Description of Condition

  • a congenital syndrome caused by excessive consumption of alcohol by the mother during pregnancy, characterized by retardation of mental development and of physical growth, particularly of the skull and face of the infant. FAS occurs when alcohol is transported to the fetus via the mother’s placenta. The alcohol in the baby’s bloodstream is toxic and will effect whatever area of the fetus is developing at the time.



  • low birth weight

  • small head circumference

  • developmental delay

  • organ dysfunction

  • facial abnormalities, including small eye openings, flattened cheekbones, and indistinct philtrum (an underdeveloped groove between the nose and the upper lip)

  • epilepsy

  • poor coordination/fine motor skills

  • poor socialization skills, such as difficulty building and maintaining friendships and relating to groups

  • lack of imagination or curiosity

  • learning difficulties, including poor memory, inability to understand concepts such as time and money, poor language comprehension, poor problem-solving skills

  • behavioral problems, including hyperactivity, inability to concentrate, social withdrawal, stubbornness, impulsiveness, and anxiety


Parts of the Brain it Affects

  • Many cognitive and behavioural disabilities

  • Affects the hippocampus as it affects the short term memory and its use in the ability to learn language

  • learning acquisition becomes slowed at a rate of two years per two years of life (ex: at age four, usual language acquisition rate is at a two to three year old level)

  • affects attention span and reaction time (many people with FAS are usually wrongly diagnosed with ADHD first)

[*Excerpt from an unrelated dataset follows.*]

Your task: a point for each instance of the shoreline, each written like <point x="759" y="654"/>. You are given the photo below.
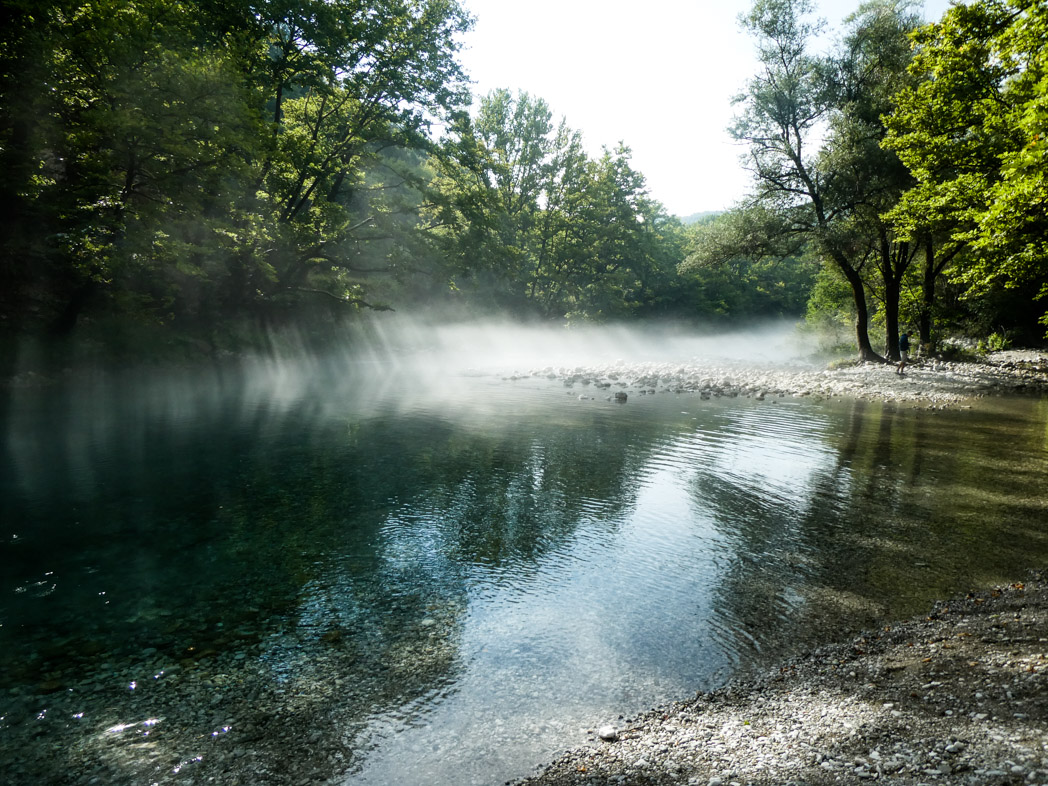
<point x="955" y="697"/>
<point x="926" y="383"/>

  • causes severe impairment or complete absence of the corpus callosum, which are the nerve fibers that connect and provide all the major communication between the right and left halves of the brain (can cause severe psychological issues later in life, like earlier onset of Alzheimers, etc.)

  • impaired fine motor skills

Incidence and Prevalence

  • -Approx. 0.3-0.9 live births per 10,000 (data collected from 1500 hospitals) are babies born with fetal alcohol syndrome

  • -0.97 births per 1000 are babies with FAS

  • -Fetal Alcohol Syndrome is rated as the most common non-genetic cause of mental and behavioural retardation and impairment in children

  • -Prevalence of FAS is currently unknown

Current Theorists

  • -One theorist is Ernest L. Abel he has written several oxford journals concerning FAS and other affiliated conditions. He deals extensively with the history of the condition.

  • FAS also connects to Piaget’s theory of cognitive development. (sensorimotor stage)

  • The University of Washington is credited with the diagnosis.


Treatment: Although FAS is largely Incurable some symptoms of the condition are treatable. Stimulants, antidepressants, and  neuroleptics can be used to treat behavioural side effects such as depression, aggression, anxiety, and hyperactivity. Learning deficits social and and otherwise can also be made more manageable through extensive special education. While none of these treatments offer guaranteed improvement, results have been fairly promising. The biggest factor we can have on FAS is prevention!


Long Term Effects: All the symptoms stated previously are caused by damage to the brain. The damage includes the killing of brain cells, the transport of brain cells to incorrect areas in the brain, the tangling of neurons, and holes in developing areas of the brain. Areas that are commonly affected include the cerebellum, corpus callosum, hippocampus, hypothalamus, and the frontal lobes. The holes in any given area inhibits the function of the part long term. This is what causes long term behavioural, physical, and psychological problems in victims.


Conclusions: From the research conducted we have determined that FAS has devastating effects on all aspects of a child’s development. We have determined that almost all of the damage is permanent. Most importantly we have decided that FAS is totally inexcusable and preventable for every child! With all the info available it is unfathomable to me why any mother would think drinking while pregnant is EVER an option!




One thought on “Fetal Alcohol Syndrome and Why it Sucks

  1. I did my anthropology summative presentation on this last year and found a lot of similar results. Very interesting, it sucks that this is not really controlled by the person who gets the disorder.